The C-to-Silicon Compiler produces RTL (register transfer level) with quality at or above the 90th percentile of manual RTL design, while increasing engineering productivity up to 10X. HLS reduces manual effort required to produce RTL, and enables designers to avoid syntax errors common in traditional methodologies.

First  up, what will this product actually do for the EDA industry? According to Steve Svoboda, marketing director for system level design products, Cadence Design Systems, this product can actually take EDA to a new level in terms of delivering additional productivity to designers.

"When design compiler and logic synthesis came, it was during the golden era of the semiconductor industry. Productivity was increasing rapidly. But the problem is, since the early 1990s, there has been no real change in the RTL design methodology. The only productivity increase has come out in form of design re-use," he says.
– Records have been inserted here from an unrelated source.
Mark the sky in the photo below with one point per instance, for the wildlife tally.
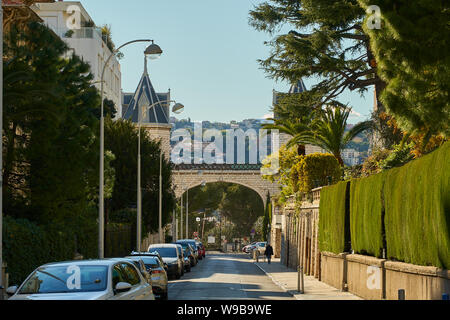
(210, 56)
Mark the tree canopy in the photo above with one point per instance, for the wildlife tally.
(411, 49)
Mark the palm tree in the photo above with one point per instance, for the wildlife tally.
(328, 131)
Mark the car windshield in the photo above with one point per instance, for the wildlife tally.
(166, 252)
(66, 279)
(149, 262)
(185, 243)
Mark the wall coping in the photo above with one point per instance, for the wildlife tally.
(334, 255)
(416, 269)
(367, 260)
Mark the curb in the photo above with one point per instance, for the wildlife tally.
(290, 292)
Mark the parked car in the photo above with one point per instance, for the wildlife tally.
(106, 279)
(193, 259)
(172, 256)
(189, 251)
(248, 248)
(260, 246)
(155, 266)
(201, 249)
(194, 246)
(139, 264)
(186, 260)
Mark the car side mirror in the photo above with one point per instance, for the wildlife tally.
(122, 287)
(11, 290)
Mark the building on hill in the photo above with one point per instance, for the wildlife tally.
(155, 120)
(87, 41)
(296, 88)
(18, 12)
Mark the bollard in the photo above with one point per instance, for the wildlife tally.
(300, 283)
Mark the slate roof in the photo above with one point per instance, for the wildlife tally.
(298, 87)
(146, 95)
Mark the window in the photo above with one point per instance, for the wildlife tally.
(131, 274)
(118, 276)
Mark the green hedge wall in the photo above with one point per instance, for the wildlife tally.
(26, 245)
(366, 215)
(417, 200)
(334, 220)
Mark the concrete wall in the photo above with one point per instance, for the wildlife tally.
(419, 283)
(378, 279)
(333, 269)
(365, 276)
(299, 235)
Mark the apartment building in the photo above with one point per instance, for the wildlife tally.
(70, 21)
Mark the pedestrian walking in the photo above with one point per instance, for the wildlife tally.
(269, 252)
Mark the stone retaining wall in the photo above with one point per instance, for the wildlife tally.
(377, 279)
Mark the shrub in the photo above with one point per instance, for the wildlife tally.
(27, 245)
(372, 164)
(334, 221)
(367, 214)
(399, 155)
(417, 200)
(315, 170)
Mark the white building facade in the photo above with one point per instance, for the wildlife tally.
(70, 21)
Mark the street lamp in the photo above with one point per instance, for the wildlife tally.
(1, 153)
(153, 52)
(200, 173)
(176, 108)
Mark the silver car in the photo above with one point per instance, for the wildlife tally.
(158, 274)
(106, 279)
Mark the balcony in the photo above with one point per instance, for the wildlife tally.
(82, 33)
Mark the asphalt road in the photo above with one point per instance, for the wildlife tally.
(225, 276)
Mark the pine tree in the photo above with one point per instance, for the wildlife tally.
(411, 49)
(326, 42)
(50, 128)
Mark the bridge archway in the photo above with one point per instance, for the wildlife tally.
(187, 177)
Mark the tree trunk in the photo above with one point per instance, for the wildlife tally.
(301, 150)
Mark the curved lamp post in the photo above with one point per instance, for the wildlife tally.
(177, 108)
(153, 51)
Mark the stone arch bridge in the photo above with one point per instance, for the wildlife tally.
(188, 176)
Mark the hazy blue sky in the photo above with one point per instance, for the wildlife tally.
(210, 55)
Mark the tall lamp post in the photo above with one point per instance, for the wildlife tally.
(1, 148)
(177, 108)
(154, 51)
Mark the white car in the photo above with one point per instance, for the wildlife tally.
(105, 279)
(260, 246)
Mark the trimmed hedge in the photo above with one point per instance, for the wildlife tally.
(417, 200)
(334, 221)
(367, 214)
(26, 245)
(313, 171)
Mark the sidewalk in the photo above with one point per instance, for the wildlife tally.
(314, 289)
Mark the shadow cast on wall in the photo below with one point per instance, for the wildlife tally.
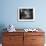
(2, 29)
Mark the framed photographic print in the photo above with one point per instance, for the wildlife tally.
(26, 14)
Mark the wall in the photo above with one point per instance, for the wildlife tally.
(8, 13)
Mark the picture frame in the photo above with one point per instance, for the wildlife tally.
(26, 14)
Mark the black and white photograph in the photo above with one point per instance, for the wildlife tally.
(26, 14)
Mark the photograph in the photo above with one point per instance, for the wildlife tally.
(26, 14)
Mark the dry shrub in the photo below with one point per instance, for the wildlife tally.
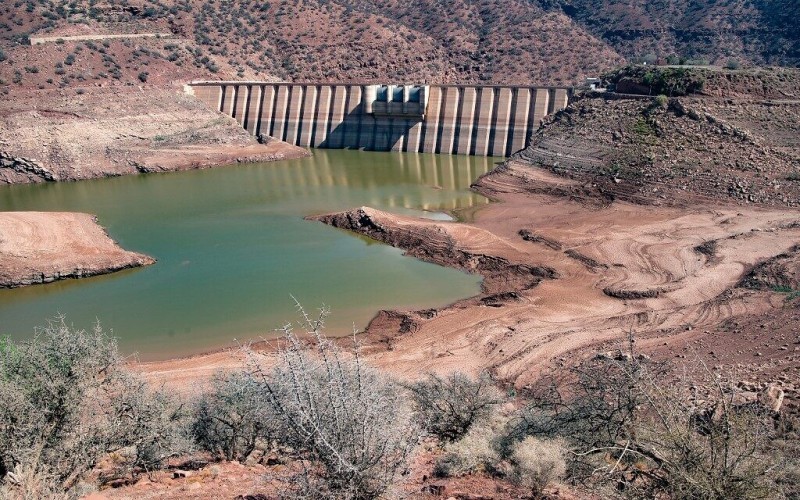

"This (C-2-Silicon Compiler) could re-energize semiconductor and EDA industries by at least 10X times. About 20 years ago, there was 10X productivity increase. By having HLS, we can now close the gap and tackle the chips more effectively now," he contends.

Manual RTL coding not efficient
In IC design, the RTL is a way of describing the operation of a digital circuit. In RTL design, a circuit's behavior is defined in terms of the flow of signals (or transfer of data) between hardware registers, and the logical operations performed on those signals.
 
RTL abstraction is used in hardware description languages (HDLs) like Verilog and VHDL to create high-level representations of a circuit, from which lower-level representations and ultimately actual wiring can be derived. Currently, verification engineers have to write RTL code manually using Verilog or VHDL languages. This method has been the norm for over 15 years now. While it was revolutionary when first introduced, with the current complexity of chips, this type of manual RTL coding is not efficient. It can lead to mistakes and is time consuming!
 
The hard reality is that (until now) HLS (high-level synthesis) tools have been unable to deliver the quality of results (QoR) and expected net productivity gains to justify broad adoption. For the most part, RTL developers work much the same way today, as they did in the early 1990's, except that today's IC designs are 50x to 100x larger and more complex.
 
C, C++ and SystemC are languages that are more flexible and easier to use for coding algorithms and doing any kind of architecture exploration than Verilog or VHDL. Currently, designers use C and SystemC for architectural exploration, but finally implementing the algorithm manually in Verilog/VHDL languages. In effect, they are designing twice, once in C, and then in Verilog for the RTL. Clearly, this is inefficient, time consuming and can lead to errors. That's where Cadence's C-to-Silicon Compiler comes in!